Marriage Is A Gamble

Since I didn’t like football, my husband tricked me into enjoying it. He introduced me to sports-betting, and now I know excessive details about every NFL wide receiver, including how to pronounce Equanimeus St. Brown. 

                       (Seynt Broun)

I can understand why people get addicted to gambling despite it being a system designed for “the house to win”. With skill and research, people can learn how to make good bets, but certainty is impossible. Try betting on a running back getting over seventy rushing yards, then watch him injured five minutes in. 


When money is lost, there’s an urge to win it back immediately, especially if the loss is by one measly point. That feeling of being so close is pure frustration. Gambling sites regularly reward players by giving them back their money- in the form of free bets. It’s a downward spiral with a win here and there for the sake of intermittent reinforcement. Like being a kid with a drunk parent who occasionally takes them to the zoo.  


One would think with my history of addiction, this would be a problem for me. In fact, the first time I lost $5, I flipped my lid, said I was a degenerate, then locked my account until January. After a few days, I wondered if I had overreacted. Jason informed me that I hadn’t lost money. I had deposited $5, won $10, then lost a $5 bet. 


In response, I found some sanity and a better site. We use the same account and set limits on how much we are allowed to deposit per week. Mine is a cool $25. I bet $5 per NFL game I watch. That’s Monday and Thursday nights, and three games on Sunday. Thanks to the reliability of Tom Brady, I win about one out of every five bets. Most weeks, I break even, but sometimes I’ll make an extra $1.25 to $8. It sounds like a waste of time, but people do all kinds of weird things to spice up their marriages, and we have no use for a pool boy.  


As far as triggering addiction, oh yes, it definitely has, but not to gambling. I’m getting my jimmies off the sweet rush of being right. There’s no greater euphoria in a marriage than being proven correct. Jason’s head is filled with sports knowledge and strategy. He’s excellent at poker and winning arguments against people who aren’t me. However, I am a wife. I run the house, and the house always wins. As the children sleep, I read stats, weather reports, injury lists, and game predictions. Then I make betting lists based on where teams will fall short. I’ll bet that they won’t get 20 points, and the quarterback will throw an interception. I’m my mother’s daughter, so my eyes are adapted to fault finding. If I tell my handsome expert husband that he’s expecting too many receiving yards on a windy day, then it’s dopamine city if I’m right. If you haven’t gotten to tell your spouse to suck fat donkey balls, then you haven’t truly lived.


Jason thinks it’s mean to bet for a team to score under a certain amount of points because then I’m cheering against them. I told him that if they prove me wrong, then I’m happy for them. Like when I bet against his beloved Lions and thought I was going to make a cool seventy cents because they never win. That day, they accidentally won, and Jason was so happy he cried. So, it’s like I paid five dollars for his ephemeral joy, and that’s a bargain.
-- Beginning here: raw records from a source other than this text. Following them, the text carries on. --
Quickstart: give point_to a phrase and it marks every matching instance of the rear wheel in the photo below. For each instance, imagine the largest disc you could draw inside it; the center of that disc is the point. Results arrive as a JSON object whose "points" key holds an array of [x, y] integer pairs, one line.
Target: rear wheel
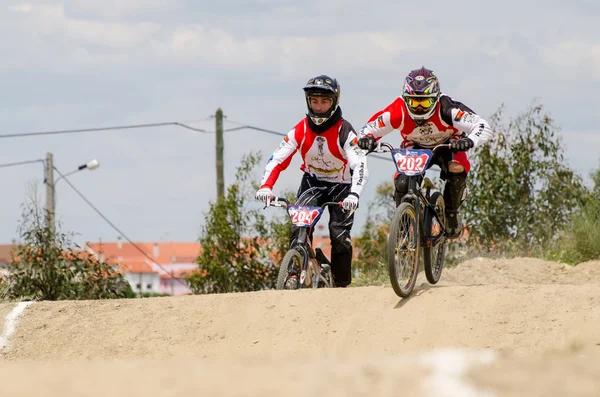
{"points": [[433, 255], [289, 270], [403, 250]]}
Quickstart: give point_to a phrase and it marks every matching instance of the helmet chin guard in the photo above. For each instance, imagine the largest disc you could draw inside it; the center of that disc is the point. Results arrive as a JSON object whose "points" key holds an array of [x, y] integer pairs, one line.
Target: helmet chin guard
{"points": [[421, 94], [322, 86]]}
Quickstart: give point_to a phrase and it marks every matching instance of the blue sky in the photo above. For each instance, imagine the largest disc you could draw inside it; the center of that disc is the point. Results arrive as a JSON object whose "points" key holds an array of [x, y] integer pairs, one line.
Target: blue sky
{"points": [[81, 64]]}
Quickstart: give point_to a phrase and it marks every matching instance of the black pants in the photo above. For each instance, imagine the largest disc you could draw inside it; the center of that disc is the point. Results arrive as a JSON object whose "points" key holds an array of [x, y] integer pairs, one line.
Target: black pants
{"points": [[314, 192]]}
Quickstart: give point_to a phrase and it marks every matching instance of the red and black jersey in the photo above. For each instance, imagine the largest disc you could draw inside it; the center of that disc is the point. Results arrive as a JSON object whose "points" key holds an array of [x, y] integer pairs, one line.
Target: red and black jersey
{"points": [[330, 156]]}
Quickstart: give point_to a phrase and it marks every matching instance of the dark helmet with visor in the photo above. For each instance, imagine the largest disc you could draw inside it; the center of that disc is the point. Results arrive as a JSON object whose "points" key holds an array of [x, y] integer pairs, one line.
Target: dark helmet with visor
{"points": [[322, 86]]}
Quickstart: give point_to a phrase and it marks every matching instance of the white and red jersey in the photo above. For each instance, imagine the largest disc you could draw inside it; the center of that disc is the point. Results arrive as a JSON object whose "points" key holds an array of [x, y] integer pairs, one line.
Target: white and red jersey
{"points": [[450, 120], [331, 156]]}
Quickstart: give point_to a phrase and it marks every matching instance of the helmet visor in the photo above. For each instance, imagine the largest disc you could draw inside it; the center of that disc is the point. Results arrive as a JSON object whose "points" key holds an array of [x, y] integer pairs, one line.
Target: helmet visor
{"points": [[419, 105]]}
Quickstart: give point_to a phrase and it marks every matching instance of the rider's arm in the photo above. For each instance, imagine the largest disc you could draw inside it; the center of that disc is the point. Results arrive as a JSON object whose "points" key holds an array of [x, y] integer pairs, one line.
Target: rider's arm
{"points": [[282, 157], [384, 121], [357, 160], [465, 120]]}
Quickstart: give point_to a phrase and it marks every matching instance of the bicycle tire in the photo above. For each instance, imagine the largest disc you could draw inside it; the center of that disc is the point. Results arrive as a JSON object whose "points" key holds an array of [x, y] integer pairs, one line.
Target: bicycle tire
{"points": [[285, 265], [433, 256], [400, 234]]}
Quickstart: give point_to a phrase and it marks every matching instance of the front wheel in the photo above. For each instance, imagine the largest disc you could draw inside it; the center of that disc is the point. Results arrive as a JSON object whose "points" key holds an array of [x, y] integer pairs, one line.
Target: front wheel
{"points": [[403, 250], [289, 270], [433, 255]]}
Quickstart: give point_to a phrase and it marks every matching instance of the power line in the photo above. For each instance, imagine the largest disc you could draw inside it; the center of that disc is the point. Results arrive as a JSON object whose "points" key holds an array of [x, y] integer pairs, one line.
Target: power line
{"points": [[115, 227], [22, 162], [120, 127]]}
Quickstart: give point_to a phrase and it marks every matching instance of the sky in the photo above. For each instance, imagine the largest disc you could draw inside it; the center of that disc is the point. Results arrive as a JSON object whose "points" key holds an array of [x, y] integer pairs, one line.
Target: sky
{"points": [[79, 64]]}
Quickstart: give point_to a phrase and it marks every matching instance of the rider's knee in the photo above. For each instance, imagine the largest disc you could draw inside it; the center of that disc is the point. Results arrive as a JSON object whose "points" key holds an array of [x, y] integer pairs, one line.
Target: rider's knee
{"points": [[455, 167], [400, 188]]}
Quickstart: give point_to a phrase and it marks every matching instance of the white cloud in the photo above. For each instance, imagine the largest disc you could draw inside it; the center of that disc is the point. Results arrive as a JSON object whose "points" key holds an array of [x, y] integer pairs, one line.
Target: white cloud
{"points": [[574, 55], [24, 8]]}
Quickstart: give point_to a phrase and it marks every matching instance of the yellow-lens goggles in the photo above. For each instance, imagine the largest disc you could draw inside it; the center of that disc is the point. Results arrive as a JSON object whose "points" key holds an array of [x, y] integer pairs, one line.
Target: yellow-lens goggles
{"points": [[414, 102]]}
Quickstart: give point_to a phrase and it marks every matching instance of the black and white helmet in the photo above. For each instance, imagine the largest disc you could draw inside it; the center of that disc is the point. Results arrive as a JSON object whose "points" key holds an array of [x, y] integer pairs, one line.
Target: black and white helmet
{"points": [[323, 86]]}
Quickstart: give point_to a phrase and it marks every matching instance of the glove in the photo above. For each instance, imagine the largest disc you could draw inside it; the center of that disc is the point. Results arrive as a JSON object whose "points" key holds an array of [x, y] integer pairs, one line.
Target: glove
{"points": [[350, 203], [263, 195], [462, 145], [367, 143]]}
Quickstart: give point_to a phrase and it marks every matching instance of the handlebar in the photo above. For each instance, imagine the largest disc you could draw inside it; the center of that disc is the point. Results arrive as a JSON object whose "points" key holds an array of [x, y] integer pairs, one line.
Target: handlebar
{"points": [[276, 201], [390, 148]]}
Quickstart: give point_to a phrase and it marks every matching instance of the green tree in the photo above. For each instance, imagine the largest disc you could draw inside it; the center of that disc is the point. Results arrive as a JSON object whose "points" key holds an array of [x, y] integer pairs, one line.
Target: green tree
{"points": [[579, 241], [521, 192], [47, 265], [240, 248]]}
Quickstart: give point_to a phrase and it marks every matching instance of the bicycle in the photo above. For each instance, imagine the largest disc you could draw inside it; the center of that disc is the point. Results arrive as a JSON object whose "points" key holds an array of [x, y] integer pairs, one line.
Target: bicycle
{"points": [[301, 265], [419, 222]]}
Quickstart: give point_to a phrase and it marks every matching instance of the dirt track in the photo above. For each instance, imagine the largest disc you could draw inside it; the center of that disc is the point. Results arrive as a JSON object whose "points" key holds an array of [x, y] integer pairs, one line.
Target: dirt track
{"points": [[530, 328]]}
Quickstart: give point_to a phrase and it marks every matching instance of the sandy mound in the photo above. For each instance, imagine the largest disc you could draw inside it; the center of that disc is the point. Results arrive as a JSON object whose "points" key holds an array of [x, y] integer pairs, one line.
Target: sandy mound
{"points": [[437, 373], [482, 271], [534, 315]]}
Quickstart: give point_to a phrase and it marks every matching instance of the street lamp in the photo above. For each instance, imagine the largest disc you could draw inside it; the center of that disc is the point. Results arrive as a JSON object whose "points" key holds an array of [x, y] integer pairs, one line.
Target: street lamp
{"points": [[90, 165], [51, 183]]}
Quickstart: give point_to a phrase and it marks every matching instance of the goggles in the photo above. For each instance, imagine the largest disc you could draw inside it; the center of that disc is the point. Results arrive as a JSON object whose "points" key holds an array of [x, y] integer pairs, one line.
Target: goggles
{"points": [[424, 102]]}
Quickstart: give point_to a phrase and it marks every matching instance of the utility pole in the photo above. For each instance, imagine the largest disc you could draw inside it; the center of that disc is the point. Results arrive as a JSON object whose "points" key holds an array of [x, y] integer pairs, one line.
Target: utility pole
{"points": [[219, 132], [50, 194]]}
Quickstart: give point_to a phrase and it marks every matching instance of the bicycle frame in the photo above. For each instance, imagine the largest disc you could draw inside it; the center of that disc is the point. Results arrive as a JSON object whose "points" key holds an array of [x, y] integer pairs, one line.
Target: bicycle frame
{"points": [[309, 216], [415, 195]]}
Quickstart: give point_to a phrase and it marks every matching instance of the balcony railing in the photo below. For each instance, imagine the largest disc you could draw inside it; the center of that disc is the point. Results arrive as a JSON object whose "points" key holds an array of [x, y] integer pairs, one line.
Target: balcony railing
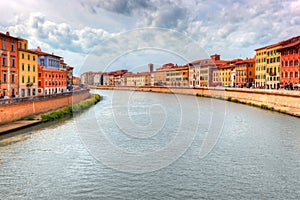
{"points": [[39, 98]]}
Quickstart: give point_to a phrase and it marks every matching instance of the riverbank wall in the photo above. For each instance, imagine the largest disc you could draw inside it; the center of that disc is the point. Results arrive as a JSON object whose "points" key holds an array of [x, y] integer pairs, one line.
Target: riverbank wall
{"points": [[15, 109], [283, 101]]}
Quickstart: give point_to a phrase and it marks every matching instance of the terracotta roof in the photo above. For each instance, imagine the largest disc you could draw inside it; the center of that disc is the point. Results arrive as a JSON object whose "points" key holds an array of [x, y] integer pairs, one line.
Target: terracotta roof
{"points": [[249, 60], [139, 74], [41, 53], [290, 45], [279, 44]]}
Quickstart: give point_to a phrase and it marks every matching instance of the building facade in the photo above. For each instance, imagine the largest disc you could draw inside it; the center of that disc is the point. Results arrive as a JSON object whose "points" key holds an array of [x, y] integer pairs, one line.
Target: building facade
{"points": [[177, 76], [9, 65], [28, 70], [52, 77], [261, 67], [290, 68], [139, 79], [273, 67], [245, 73]]}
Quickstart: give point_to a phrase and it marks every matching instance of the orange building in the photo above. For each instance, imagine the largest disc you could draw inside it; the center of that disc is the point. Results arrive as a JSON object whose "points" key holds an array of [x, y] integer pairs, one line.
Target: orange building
{"points": [[245, 73], [52, 77], [76, 80], [51, 81], [9, 65], [290, 68]]}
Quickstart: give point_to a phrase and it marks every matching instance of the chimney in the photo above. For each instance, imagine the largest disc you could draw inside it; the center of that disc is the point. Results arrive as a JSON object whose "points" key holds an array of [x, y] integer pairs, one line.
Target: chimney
{"points": [[215, 57], [150, 67]]}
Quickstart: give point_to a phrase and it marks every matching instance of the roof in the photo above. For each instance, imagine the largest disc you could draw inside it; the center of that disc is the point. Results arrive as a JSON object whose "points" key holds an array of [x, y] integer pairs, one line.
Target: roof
{"points": [[138, 74], [8, 35], [292, 44], [279, 44], [249, 60], [41, 53]]}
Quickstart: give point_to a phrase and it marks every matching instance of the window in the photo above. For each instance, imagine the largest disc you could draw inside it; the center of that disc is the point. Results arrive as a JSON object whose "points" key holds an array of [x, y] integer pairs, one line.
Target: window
{"points": [[296, 63], [4, 78], [13, 61], [42, 61], [4, 60], [3, 44]]}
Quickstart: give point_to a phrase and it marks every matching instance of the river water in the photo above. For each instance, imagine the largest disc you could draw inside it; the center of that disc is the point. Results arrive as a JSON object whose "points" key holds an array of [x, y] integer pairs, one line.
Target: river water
{"points": [[142, 145]]}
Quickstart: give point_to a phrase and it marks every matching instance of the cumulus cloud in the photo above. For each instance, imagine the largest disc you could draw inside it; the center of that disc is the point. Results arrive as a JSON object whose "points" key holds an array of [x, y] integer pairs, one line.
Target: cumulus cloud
{"points": [[224, 27], [61, 36]]}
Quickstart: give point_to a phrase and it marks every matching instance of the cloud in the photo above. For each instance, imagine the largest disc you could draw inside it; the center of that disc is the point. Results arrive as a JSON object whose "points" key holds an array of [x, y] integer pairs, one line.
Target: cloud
{"points": [[61, 36], [225, 27]]}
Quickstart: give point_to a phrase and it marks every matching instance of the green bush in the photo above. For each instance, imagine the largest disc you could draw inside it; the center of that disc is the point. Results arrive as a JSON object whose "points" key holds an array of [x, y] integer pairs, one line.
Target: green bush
{"points": [[71, 109], [263, 106], [235, 100], [30, 117]]}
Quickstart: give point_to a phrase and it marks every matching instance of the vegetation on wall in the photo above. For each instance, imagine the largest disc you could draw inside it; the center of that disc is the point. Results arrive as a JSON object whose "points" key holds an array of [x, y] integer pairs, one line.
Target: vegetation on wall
{"points": [[72, 109]]}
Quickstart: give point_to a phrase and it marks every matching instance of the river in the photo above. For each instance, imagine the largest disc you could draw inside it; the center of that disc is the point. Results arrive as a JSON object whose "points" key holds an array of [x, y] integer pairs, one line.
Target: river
{"points": [[143, 145]]}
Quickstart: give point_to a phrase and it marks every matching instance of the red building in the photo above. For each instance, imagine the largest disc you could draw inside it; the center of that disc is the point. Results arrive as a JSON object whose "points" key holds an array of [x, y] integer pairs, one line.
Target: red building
{"points": [[52, 81], [290, 69], [245, 73], [9, 65]]}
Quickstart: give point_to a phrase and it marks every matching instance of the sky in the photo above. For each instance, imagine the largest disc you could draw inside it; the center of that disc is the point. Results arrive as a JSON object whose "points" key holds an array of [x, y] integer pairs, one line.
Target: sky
{"points": [[98, 35]]}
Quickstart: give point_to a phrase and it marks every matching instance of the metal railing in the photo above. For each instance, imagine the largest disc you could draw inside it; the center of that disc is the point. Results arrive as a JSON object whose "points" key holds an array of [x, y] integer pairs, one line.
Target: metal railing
{"points": [[39, 97]]}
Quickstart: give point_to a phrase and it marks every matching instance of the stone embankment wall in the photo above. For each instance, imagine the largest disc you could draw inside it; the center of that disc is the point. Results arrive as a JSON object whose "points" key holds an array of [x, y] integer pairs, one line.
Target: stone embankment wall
{"points": [[16, 109], [280, 100]]}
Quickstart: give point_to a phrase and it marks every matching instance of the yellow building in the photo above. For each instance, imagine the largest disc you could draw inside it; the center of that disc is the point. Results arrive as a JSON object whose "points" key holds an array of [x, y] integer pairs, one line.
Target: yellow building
{"points": [[261, 67], [178, 76], [225, 75], [139, 79], [28, 70], [273, 67], [267, 71]]}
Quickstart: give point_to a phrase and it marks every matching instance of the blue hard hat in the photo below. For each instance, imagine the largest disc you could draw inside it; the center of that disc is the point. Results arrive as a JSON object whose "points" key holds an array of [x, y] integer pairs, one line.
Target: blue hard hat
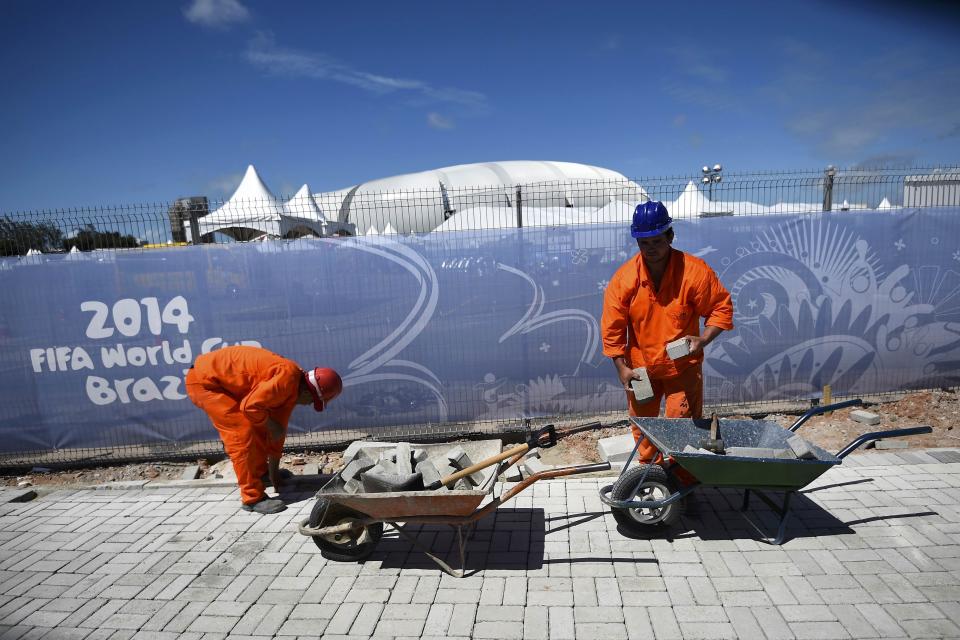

Not only am I bonding with my husband, the children have stopped sobbing when we put a football game on. They enjoy cheering with us. Yesterday, Zach jumped up and down with me chanting, “Cover the spread! Cover the spread!” Their favorite cheers are raising their arms over their heads, yelling, “Touchdown!” and throwing pillows while shouting “F*cking ___, I’ll burn down your childhood home.”


I’m still learning how to lose graciously. Jason consoles me and says I made excellent bets, but we can’t predict things. He has explained that the best gamblers still lose most of the time, just their wins cover their losses, and that’s what I’m doing. Easy for him to say. He got a $200 free gambling credit ages ago and has been playing off of it ever since. I cashed out this week with $8 extra dollars and $24 in free bets. According to him, that’s really good. No, “really good” is being invited by the sportsbook  site to enjoy a Steelers game from their luxury suite at the stadium, with our own private bathroom and gourmet spread. Jason got to bring a guest, and I wasn’t even his first choice, reason being, “…but you don’t even like football.”